Battle brewing over beach water testing in Kelowna

By Alistair Waters – Kelowna Capital News

Kelowna wants the health authority to collect its own beach water samples.

A proposal to change the way water testing is done at public beaches in the Central and South Okanagan has at least one Kelowna city councillor concerned about the prospect of downloading.

Robert Hobson, who is also chairman of the Central Okanagan Regional District, told council Monday he wants to see Interior Health continue to collect and test water samples taken from local beaches.

“I think it’s important that (testing) be done,” said Hobson, adding it is a job that is clearly the responsibility of the health authority.

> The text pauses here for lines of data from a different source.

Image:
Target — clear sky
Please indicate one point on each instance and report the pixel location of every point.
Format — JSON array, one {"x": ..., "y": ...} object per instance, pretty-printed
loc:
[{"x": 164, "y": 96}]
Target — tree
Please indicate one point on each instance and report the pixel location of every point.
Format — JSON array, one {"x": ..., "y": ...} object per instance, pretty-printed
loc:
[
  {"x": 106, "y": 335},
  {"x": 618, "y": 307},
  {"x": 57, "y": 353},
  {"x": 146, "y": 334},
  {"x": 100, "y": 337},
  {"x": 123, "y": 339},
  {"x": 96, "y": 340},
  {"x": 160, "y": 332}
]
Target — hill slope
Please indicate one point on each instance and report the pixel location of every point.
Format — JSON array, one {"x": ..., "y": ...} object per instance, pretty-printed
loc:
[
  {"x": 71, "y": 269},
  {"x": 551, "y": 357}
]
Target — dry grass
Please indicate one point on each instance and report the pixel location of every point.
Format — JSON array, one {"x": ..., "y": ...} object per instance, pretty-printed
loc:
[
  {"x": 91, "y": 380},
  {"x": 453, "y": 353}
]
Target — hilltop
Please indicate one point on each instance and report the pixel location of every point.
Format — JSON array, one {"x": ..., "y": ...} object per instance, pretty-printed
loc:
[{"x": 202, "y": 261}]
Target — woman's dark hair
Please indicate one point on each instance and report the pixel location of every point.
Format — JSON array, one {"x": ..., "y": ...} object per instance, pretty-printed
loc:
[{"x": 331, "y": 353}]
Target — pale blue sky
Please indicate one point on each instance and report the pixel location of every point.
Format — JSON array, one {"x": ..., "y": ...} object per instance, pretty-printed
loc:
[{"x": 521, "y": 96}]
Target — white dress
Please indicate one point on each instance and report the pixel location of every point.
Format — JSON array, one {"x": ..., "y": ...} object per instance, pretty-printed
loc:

“I don’t feel that the IHA should be downloading something they have made clear in the past is provincial jurisdiction, onto local government.”

But Dan Ferguson, IHA’s assistant director of health protection, said the only change being asked for is that the municipality collect the water samples. The Interior Health Authority would continue to pay for the testing and will post the results on its website.

Ferguson Kelowna, as well Peachland, Summerland, Penticton, West Kelowna and Lake Country are being asked to collect the samples is that IHA does not have to money to pay for collection. He said the main reason for the change is to bring what happens herein line with the rest of the health authority area.

Everywhere other than the South and Central Okanagan, municipalities collect the water samples to be tested.

Hobson raised the issue at Monday’s council meeting, saying he hoped his fellow municipal colleagues would “pile on” and oppose the sample collection requirement.

Kelowna city manager Ron Mattiussi said discussions about the change have been ongoing since last summer and he felt that part of the concern stemmed from the what he called the “echo” of the way if the change was requested.

He said when the subject was raised in June 2011, Kelowna had already finalized its  budget and had not set any money aside for water sample collecting. He noted this year, the city has had to cut back on spending to come in with a budget that raises taxes just one-tenth of one per cent.

“It’s something they were doing and now don’t do,” said Mattiussi about the IHA’s change in position.

Ferguson said  of the six Okanagan communities that do not currently collect water samples for testing, four have agreed to start doing so—West Kelowna, Lake Country, Penticton and Summerland.

IH wants Kelowna to provide 130 water samples from 10 beaches between July 18 and Sept. 3 this year. It wants Peachland to collect 26 samples during the same period from two sites.

Neither Ferguson not Mattiussi could say how much the collection would cost.

If test results show such action is warranted, IH can ask municipalities to post signs on beaches advising the public of a health hazard because of water contamination, said Ferguson. It would them be up to users to decide if they wanted to go in the water. But he said that has only been done twice in the IH area in recent years.

“This is basically a public education program,” he said of the water testing.